You are given a graph that started as a tree with n nodes labeled from 1 to n, with one additional edge added. The added edge has two different vertices chosen from 1 to n, and was not an edge that already existed. The graph is represented as an array edges of length n where edges[i] = [ai, bi] indicates that there is an edge between nodes ai and bi in the graph.

Return an edge that can be removed so that the resulting graph is a tree of n nodes. If there are multiple answers, return the answer that occurs last in the input.

Example 1:

Input: edges = [[1,2],[1,3],[2,3]]
Output: [2,3]

Example 2:

Input: edges = [[1,2],[2,3],[3,4],[1,4],[1,5]]
Output: [1,4]

Constraints:

  • n == edges.length
  • 3 <= n <= 1000
  • edges[i].length == 2
  • 1 <= ai < bi <= edges.length
  • ai != bi
  • There are no repeated edges.
  • The given graph is connected.

Solution

Approach 1: Union-Find (Disjoint Set Union)

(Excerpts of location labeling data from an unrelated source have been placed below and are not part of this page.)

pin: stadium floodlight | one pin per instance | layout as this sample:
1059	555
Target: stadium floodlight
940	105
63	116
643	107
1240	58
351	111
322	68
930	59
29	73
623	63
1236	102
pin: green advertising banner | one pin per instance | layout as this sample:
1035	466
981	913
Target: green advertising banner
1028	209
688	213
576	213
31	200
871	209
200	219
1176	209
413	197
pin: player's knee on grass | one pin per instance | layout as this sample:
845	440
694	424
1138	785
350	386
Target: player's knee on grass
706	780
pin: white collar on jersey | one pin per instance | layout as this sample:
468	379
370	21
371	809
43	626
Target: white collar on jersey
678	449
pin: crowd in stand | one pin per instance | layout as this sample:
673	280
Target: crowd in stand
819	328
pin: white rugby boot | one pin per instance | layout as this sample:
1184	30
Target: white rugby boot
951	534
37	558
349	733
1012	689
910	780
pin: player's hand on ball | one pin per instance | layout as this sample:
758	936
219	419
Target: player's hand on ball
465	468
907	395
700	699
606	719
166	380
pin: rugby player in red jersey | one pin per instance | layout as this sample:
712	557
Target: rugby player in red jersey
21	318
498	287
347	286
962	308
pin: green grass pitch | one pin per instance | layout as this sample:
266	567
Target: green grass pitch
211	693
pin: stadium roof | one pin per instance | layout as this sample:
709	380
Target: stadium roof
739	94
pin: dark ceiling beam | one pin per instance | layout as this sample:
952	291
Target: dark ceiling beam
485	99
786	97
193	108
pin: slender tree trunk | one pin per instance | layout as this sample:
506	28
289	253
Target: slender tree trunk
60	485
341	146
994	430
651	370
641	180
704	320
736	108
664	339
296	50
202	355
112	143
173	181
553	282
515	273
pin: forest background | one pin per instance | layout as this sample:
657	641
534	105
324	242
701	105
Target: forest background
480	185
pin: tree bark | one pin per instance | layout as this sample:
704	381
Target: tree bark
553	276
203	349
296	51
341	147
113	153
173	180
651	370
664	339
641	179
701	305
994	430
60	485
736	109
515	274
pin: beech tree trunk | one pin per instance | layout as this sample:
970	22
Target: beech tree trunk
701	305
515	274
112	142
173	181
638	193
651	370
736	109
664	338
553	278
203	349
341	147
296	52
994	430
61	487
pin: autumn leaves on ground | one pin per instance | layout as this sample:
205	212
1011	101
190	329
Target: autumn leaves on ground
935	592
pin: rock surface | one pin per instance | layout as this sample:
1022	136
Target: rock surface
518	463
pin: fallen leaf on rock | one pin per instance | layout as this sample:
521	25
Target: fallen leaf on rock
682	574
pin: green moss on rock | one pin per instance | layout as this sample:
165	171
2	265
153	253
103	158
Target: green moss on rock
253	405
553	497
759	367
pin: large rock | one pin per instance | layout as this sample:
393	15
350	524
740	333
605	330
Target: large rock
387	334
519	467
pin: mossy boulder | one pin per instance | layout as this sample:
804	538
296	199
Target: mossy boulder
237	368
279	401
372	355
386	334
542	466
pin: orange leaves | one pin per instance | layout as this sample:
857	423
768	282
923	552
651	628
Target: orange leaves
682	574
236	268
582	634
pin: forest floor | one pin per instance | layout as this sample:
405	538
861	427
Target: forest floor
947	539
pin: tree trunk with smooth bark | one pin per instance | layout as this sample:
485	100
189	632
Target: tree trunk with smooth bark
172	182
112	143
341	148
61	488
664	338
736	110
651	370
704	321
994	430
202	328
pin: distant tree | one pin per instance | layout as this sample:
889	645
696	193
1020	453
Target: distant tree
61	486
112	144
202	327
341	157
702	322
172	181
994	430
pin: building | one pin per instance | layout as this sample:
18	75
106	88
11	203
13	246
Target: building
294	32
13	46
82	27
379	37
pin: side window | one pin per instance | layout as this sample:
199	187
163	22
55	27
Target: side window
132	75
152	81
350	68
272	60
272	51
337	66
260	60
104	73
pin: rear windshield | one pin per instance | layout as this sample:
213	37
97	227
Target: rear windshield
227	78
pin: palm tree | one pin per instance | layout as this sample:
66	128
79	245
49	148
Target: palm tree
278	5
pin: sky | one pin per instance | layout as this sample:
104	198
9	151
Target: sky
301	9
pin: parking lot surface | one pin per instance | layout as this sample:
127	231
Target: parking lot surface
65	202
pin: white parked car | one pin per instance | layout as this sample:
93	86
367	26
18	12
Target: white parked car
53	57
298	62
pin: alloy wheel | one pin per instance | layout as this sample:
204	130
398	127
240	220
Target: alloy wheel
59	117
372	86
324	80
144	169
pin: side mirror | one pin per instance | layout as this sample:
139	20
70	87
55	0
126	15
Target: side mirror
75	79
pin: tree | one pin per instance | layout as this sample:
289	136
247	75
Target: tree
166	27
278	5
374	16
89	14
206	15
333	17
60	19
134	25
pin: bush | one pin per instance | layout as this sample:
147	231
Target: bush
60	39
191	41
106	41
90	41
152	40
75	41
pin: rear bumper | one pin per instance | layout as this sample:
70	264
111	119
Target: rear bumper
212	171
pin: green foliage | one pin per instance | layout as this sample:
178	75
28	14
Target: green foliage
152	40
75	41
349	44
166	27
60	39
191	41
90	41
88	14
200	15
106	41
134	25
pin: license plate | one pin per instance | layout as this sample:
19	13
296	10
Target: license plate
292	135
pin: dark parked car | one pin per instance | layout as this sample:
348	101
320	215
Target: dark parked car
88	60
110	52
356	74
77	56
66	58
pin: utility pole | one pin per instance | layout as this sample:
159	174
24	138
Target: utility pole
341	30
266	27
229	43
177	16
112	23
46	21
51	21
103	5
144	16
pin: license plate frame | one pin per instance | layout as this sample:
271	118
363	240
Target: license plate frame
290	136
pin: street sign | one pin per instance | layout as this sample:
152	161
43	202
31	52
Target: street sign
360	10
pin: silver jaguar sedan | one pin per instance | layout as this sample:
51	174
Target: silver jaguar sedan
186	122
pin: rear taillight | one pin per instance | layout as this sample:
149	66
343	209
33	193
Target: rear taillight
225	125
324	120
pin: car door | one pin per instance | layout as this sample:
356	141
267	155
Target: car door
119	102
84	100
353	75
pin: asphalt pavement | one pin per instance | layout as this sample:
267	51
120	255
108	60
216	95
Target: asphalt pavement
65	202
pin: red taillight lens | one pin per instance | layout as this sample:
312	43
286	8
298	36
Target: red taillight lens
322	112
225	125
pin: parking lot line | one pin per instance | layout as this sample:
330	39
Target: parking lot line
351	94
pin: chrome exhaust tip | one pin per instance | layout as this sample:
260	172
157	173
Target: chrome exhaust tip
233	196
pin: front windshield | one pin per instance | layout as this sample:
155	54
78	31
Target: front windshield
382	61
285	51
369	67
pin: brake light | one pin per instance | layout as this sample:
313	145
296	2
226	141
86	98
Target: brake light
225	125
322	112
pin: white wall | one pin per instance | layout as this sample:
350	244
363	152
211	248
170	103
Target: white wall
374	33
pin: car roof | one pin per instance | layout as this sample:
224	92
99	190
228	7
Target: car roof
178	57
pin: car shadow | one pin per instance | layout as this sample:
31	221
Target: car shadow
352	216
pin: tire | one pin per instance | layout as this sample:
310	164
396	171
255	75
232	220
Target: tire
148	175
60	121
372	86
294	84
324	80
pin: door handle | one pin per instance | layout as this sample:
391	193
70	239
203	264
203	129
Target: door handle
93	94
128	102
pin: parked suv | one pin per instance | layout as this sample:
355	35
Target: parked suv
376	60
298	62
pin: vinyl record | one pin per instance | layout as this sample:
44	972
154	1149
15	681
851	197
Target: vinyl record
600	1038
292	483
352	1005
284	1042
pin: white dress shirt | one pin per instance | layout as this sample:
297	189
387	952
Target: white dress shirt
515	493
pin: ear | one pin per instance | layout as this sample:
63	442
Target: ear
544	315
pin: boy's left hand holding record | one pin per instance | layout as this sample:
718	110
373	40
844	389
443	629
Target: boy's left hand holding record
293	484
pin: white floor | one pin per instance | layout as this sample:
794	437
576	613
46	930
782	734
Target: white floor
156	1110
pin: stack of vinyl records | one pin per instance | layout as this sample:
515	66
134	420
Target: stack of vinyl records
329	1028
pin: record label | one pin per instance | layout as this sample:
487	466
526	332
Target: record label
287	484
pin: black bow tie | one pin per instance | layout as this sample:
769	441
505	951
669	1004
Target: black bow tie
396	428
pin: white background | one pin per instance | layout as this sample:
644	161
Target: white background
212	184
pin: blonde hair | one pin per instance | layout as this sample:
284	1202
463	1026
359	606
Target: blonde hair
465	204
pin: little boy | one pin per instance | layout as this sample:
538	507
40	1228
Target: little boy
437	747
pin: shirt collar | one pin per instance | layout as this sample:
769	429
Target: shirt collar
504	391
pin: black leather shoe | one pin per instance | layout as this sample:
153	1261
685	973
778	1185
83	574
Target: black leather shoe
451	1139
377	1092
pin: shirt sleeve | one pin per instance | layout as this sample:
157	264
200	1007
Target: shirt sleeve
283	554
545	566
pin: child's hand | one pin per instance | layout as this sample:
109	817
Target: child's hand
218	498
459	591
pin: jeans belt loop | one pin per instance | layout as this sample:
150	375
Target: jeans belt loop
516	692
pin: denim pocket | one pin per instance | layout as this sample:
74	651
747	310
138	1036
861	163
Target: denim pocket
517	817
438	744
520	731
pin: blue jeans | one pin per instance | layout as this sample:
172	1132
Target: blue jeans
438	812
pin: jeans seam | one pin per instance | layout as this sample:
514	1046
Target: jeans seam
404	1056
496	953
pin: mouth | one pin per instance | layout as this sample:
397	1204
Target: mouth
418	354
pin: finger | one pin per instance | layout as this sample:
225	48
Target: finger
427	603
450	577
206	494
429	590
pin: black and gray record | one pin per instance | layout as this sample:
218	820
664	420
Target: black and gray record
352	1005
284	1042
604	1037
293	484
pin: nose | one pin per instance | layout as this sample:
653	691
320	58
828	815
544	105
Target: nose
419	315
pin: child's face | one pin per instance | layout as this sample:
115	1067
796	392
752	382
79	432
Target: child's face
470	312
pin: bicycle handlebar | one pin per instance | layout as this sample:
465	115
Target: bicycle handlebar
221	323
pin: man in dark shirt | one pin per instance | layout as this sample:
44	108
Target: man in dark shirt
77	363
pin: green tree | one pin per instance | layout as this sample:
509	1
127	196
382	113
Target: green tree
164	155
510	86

The key insight is that the redundant edge connects two nodes that are already connected. We use Union-Find to track connected components.

Implementation

class Solution:
    def findRedundantConnection(self, edges: List[List[int]]) -> List[int]:
        n = len(edges)
        parent = list(range(n + 1))  # parent[i] = parent of node i

        def find(x):
            if parent[x] != x:
                parent[x] = find(parent[x])  # Path compression
            return parent[x]

        def union(x, y):
            root_x = find(x)
            root_y = find(y)

            if root_x == root_y:
                return False  # Already in same set, edge is redundant

            parent[root_x] = root_y
            return True

        for u, v in edges:
            if not union(u, v):
                return [u, v]

Approach 2: DFS Cycle Detection

class Solution:
    def findRedundantConnection(self, edges: List[List[int]]) -> List[int]:
        n = len(edges)
        graph = [[] for _ in range(n + 1)]

        def has_cycle(u, v):
            """Check if there's already a path from u to v"""
            visited = set()

            def dfs(node, target):
                if node == target:
                    return True
                visited.add(node)

                for neighbor in graph[node]:
                    if neighbor not in visited:
                        if dfs(neighbor, target):
                            return True
                return False

            return dfs(u, v)

        for u, v in edges:
            if has_cycle(u, v):
                return [u, v]

            # Add edge to graph
            graph[u].append(v)
            graph[v].append(u)

Complexity Analysis

Union-Find Approach:

  • Time Complexity: O(n * α(n)), where α is the inverse Ackermann function (practically constant). With path compression, nearly O(n).
  • Space Complexity: O(n) for the parent array.

DFS Approach:

  • Time Complexity: O(n²), as we may perform DFS for each edge, and DFS is O(n).
  • Space Complexity: O(n) for the graph and visited set.

Key Insights

  1. Tree Property: A tree with n nodes has exactly n-1 edges. The nth edge creates a cycle.

  2. Union-Find Efficiency: Union-Find is ideal for this problem as it efficiently tracks connected components and detects when we’re connecting already-connected nodes.

  3. Path Compression: The find function uses path compression to optimize future lookups.

  4. Last Occurrence: By processing edges in order and returning the first redundant edge found, we automatically return the last one in the input.

  5. Alternative Detection: DFS can detect cycles by checking if a path already exists between nodes before adding an edge.

  6. Undirected Graph: Since the graph is undirected, we add edges in both directions in the DFS approach.